Trump threatened earlier this week to send FBI and other federal agents to Chicago, Philadelphia, New York, Detroit, Baltimore and Oakland, California, to help local authorities crack down on a surge in violence in recent weeks. That followed U.S. Attorney General Bill Barr’s announcement of a program known as Operation Legend to provide federal help to police in Kansas City, Missouri, where murders have spiked.
Later on Wednesday, the Trump administration will unveil an expansion of Operation Legend to include Albuquerque, New Mexico, an administration official said.
The rollout of that program has coincided with the deployment of agents drawn mainly from the Department of Homeland Security to Portland, Oregon, to protect a courthouse from weeks of protests over racial justice. In that action, law enforcement officials without identifying badges have been accused of pulling protesters into unmarked vans, a possible violation of their civil rights.
On Tuesday, Lightfoot said she would take Trump to court if he sent unidentified federal agents to her city.
“The Trump administration is not going to foolishly deploy unnamed agents to the streets of Chicago,” she said as she outlined plans for an influx of identified agents from the FBI and other agencies to combat crime. “We have information that allows us to say, at least at this point, that we don’t see a Portland-style deployment coming to Chicago.”

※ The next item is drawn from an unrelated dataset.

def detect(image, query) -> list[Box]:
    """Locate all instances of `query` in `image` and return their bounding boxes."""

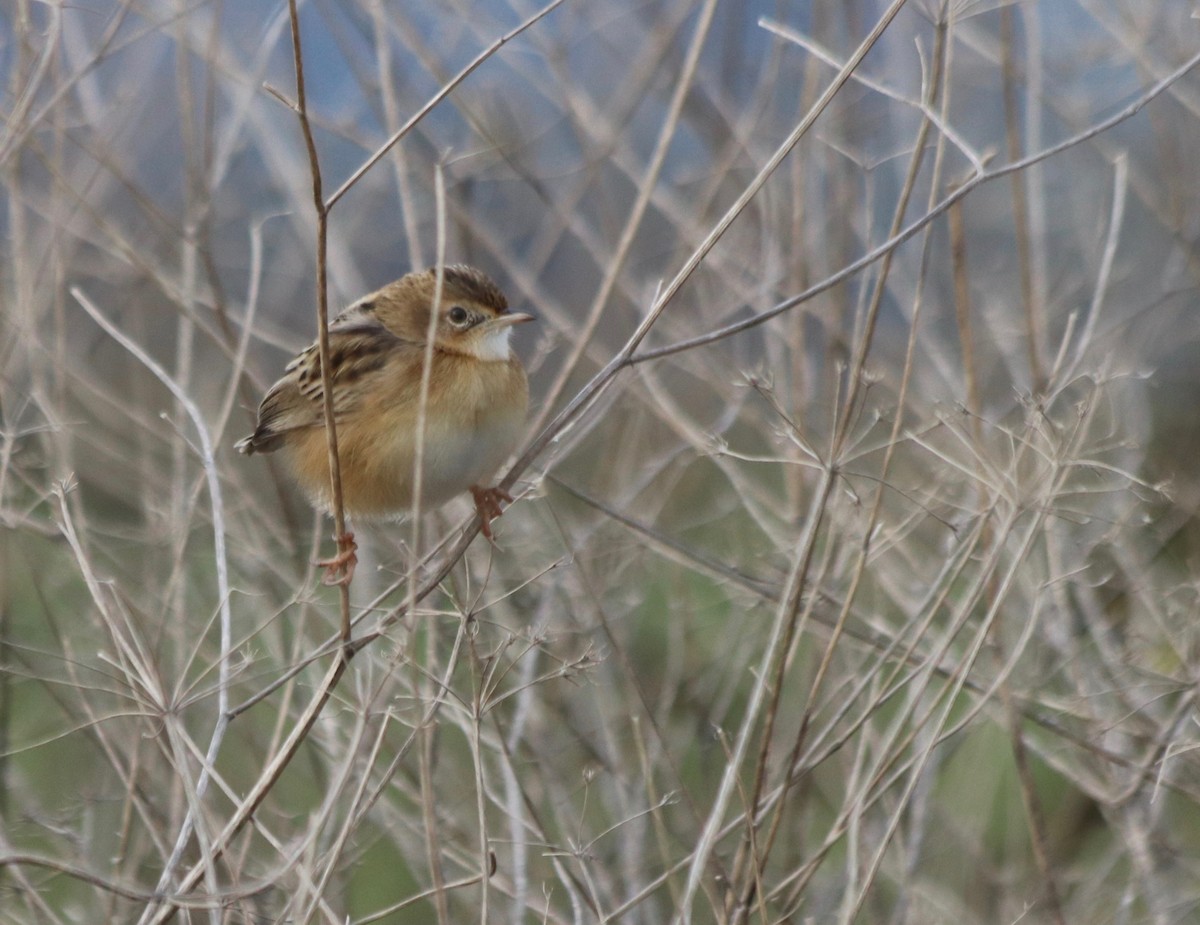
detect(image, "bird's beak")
[487,312,534,328]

Chicago has seen an explosion in violence this summer. There were 116 murders over the 28 days through July 19, an increase of nearly 200 percent, police department data shows.
Police superintendent Brown blamed turf battles among the roughly 117,000 gang members in the city of 2.7 million people, where one shooting begets another in an endless cycle of revenge.
“This same cycle repeats itself over and over and over again. This cycle is fueled by street gangs, guns and drugs,” he said. “Too many people in Chicago have been touched by gun violence.”
New York Governor Andrew Cuomo said on Wednesday that he told Trump that his state was able and prepared to handle a spike in crime in New York City, noting that he had not declared a public safety emergency.
“And since the state hasn’t made a declaration, I don’t see why there’s any reason why the federal government should take action,” Cuomo said in a call with reporters, adding that Trump agreed with his assessment.